DATA Step, Macro, Functions and more

Multiple csv files in one SAS data set instead of multiple data sets

Reply
Occasional Contributor
Posts: 10

Multiple csv files in one SAS data set instead of multiple data sets

Hi All,

 

I have a macro that imports multiple csv files in different SAS data tables. If I wish to have only one large data table instead of different tables, what should I change in my code? I tried a few things but didnt work.  Please advise. 

 

%let path=D:\My_SAS_Projects;
filename folder "&path\Data.";
libname c 'C:\Temp';
options validmemname=extend;

data FilesInFolder;
length Line 8 File $300;
List = dopen('folder');
do Line = 1 to dnum(List);
File = trim(dread(List,Line));
output;
end;
drop list line;
run;

data _NULL_;
set FilesInFolder end=final;
call symput(cats('File', _N_), trim(File));
call symput(cats('Name', _N_), trim(nliteral(substr(File,1,min(32, length(File)-4)))));
if final then call symputx(trim('Total'), _N_);
run;

 

%macro Iteration;
%do i = 1 %to &Total;
proc import datafile="&path\Data\&&File&i"
out= c.&&name&i
dbms=csv
replace;
getnames=yes;
run;
%end;
%mend Iteration;

%Iteration

Super User
Posts: 19,789

Re: Multiple csv files in one SAS data set instead of multiple data sets

Posted in reply to akhileshJoshi
Occasional Contributor
Posts: 10

Re: Multiple csv files in one SAS data set instead of multiple data sets

Hi Reeza,

 

I had already seen this thread.

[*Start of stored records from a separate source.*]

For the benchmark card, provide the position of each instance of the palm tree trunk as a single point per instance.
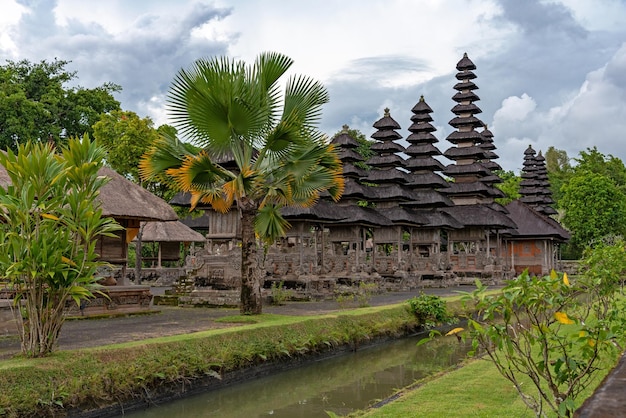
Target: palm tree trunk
(251, 301)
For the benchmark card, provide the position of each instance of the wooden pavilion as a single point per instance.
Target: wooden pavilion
(168, 236)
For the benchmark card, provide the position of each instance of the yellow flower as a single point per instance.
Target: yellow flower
(67, 261)
(563, 318)
(454, 331)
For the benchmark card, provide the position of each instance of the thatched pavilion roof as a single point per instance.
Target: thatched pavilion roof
(171, 231)
(121, 198)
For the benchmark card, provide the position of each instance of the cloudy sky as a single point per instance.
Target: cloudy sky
(550, 73)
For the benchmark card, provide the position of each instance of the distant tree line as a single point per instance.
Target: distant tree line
(37, 104)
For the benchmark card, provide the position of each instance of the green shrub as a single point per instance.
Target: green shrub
(429, 310)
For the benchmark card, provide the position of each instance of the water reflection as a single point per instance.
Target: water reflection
(341, 384)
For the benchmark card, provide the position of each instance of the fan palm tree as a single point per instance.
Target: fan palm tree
(260, 150)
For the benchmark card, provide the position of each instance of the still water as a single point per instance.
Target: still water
(341, 384)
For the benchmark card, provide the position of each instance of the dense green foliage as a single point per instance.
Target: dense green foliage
(36, 105)
(51, 220)
(559, 171)
(126, 137)
(594, 208)
(261, 150)
(550, 331)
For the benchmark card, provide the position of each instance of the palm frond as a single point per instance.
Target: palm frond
(269, 223)
(304, 98)
(167, 152)
(198, 173)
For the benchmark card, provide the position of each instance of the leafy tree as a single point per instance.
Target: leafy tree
(35, 104)
(258, 154)
(126, 137)
(594, 207)
(609, 166)
(554, 333)
(50, 224)
(559, 172)
(509, 186)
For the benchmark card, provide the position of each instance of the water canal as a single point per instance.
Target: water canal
(340, 384)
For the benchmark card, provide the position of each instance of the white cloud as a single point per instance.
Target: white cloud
(11, 13)
(515, 109)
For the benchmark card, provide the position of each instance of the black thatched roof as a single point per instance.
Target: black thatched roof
(390, 175)
(532, 224)
(322, 211)
(454, 170)
(461, 153)
(440, 219)
(344, 140)
(422, 149)
(469, 136)
(480, 215)
(197, 222)
(428, 199)
(402, 216)
(475, 188)
(423, 163)
(357, 215)
(427, 179)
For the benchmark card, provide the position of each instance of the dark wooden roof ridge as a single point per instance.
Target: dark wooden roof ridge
(480, 215)
(386, 122)
(531, 223)
(322, 211)
(421, 106)
(465, 63)
(458, 153)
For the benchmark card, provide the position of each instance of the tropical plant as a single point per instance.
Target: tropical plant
(48, 235)
(257, 155)
(594, 208)
(549, 331)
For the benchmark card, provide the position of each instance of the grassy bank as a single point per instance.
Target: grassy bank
(71, 382)
(474, 390)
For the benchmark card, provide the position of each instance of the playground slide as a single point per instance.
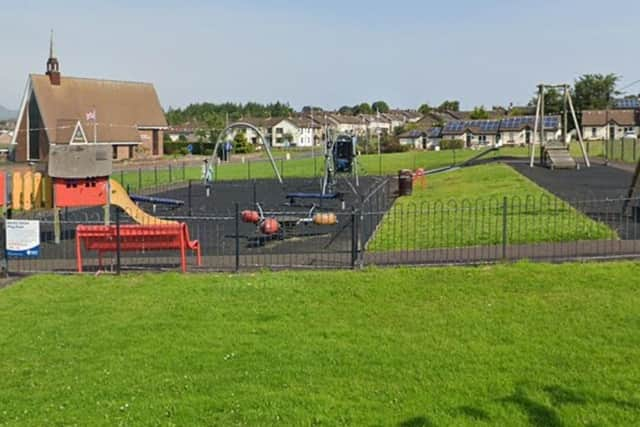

But I am already using the Macro I pasted above in my code. So, wanted to know if the macro itself could be modified instead of writing a new logic.

Super User
Posts: 19,789

Re: Multiple csv files in one SAS data set instead of multiple data sets

Posted in reply to akhileshJoshi

Yes, but you're likely to run into errors with that method. PROC IMPORT is a guessing procedure, it guesses at types. At some point it will guess incorrectly and read a variable in with incorrect type/format. When you try to append you'll generate an error.

 

 

If you want to modify your macro, you need at least two extra steps:

 

1. Add a PROC APPEND after the import and append the data. Note that the base data does not need to pre-exist for first iteration. 

2. Drop the table after you append it so it's not laying around. 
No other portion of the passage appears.